Extraído do espelho da última prova do Ministério Público do Estado de Goiás.

Exemplo: Crimes Cibernéticos. Tais condutas só passaram a ter significado após sua
tipificação.

2. De acordo com a Teoria do Domínio do Fato de Hans Welzel, quem pode ser
considerado autor do crime? E quem pode ser considerado partícipe (limite de
30 linhas):

ESPELHO:
Autor é quem controla finalisticamente o fato, quem decide sua forma de execução,
início e cessação. Partícipe é quem, embora colabore dolosamente, não exerce
domínio sobre a ação. Podemos afirmar que autor é que executa o núcleo do tipo
(autor propriamente dito), quem planeja a empreitada criminosa (autor intelectual) e
quem se vale de não culpável para executar o tipo (autor mediato).

Fonte: Manual de Direito Penal – parte geral – Rogério Sanches Cunha

3. A participação em empreitada criminosa consiste em conduta acessória,


através da qual o partícipe induz, instiga ou auxilia o autor.

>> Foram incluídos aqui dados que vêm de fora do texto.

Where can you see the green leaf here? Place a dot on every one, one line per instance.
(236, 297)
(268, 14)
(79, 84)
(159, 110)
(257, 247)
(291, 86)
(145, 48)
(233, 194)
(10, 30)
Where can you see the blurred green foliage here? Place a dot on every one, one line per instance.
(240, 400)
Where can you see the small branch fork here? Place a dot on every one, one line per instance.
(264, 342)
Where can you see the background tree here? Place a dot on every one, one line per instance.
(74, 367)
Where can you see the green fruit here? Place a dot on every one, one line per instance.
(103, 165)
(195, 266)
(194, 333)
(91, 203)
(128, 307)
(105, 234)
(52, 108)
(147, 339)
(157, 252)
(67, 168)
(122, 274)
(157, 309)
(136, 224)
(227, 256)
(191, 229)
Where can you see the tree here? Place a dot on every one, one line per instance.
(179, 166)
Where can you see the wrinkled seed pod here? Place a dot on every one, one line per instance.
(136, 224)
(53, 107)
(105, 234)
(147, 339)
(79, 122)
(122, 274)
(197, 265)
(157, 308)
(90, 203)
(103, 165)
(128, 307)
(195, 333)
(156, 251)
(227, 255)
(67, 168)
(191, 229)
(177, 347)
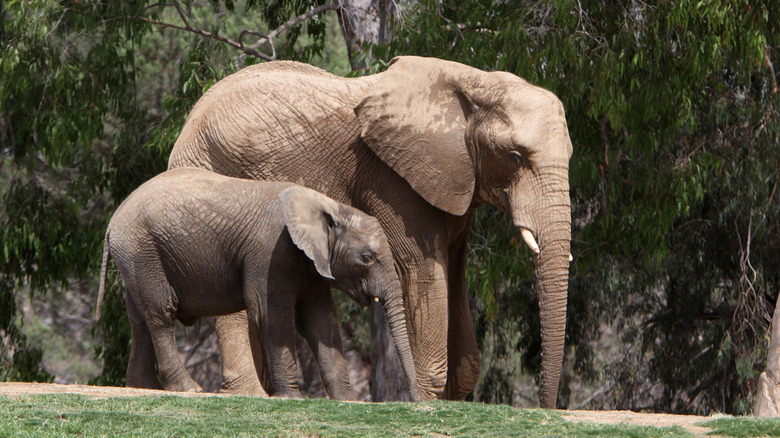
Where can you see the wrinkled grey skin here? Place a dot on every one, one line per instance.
(420, 147)
(191, 243)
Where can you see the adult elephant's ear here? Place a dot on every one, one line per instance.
(414, 119)
(310, 217)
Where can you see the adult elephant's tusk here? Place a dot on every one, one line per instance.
(528, 237)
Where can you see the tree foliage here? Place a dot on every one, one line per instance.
(93, 97)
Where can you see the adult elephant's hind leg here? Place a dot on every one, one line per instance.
(141, 371)
(317, 322)
(159, 316)
(462, 349)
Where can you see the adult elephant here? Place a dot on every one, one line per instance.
(420, 147)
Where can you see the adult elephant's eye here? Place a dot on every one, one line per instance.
(516, 158)
(367, 258)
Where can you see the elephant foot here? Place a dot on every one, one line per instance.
(291, 393)
(252, 388)
(147, 383)
(185, 385)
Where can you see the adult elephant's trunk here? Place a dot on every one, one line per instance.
(550, 224)
(394, 311)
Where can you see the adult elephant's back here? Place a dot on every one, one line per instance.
(262, 114)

A punição da
conduta acessória é objeto de divergência entre quatro teorias. Discorra sobre
tais teorias, indicando a que prevalece na doutrina brasileira (limite de 30
linhas).

ESPELHO:

T. da Acessoriedade Mínima: para que a participação seja punida é preciso que o autor
tenha praticado um fato típico.

T. da Acessoriedade Limitada (ou média): para que a participação seja punida é preciso
que o autor tenha praticado um fato típico e ilícito. É a que prevalece na doutrina
brasileira.

T. da Acessoriedade Máxima: para que a participação seja punida é preciso que o autor
tenha praticado um fato típico, ilícito e culpável.

T. da Hiperacessoriedade: para que a participação seja punida é preciso que o autor


tenha praticado um fato típico, ilícito, culpável e punível.

Fonte: Manual de Direito Penal – parte geral – Rogério Sanches Cunha.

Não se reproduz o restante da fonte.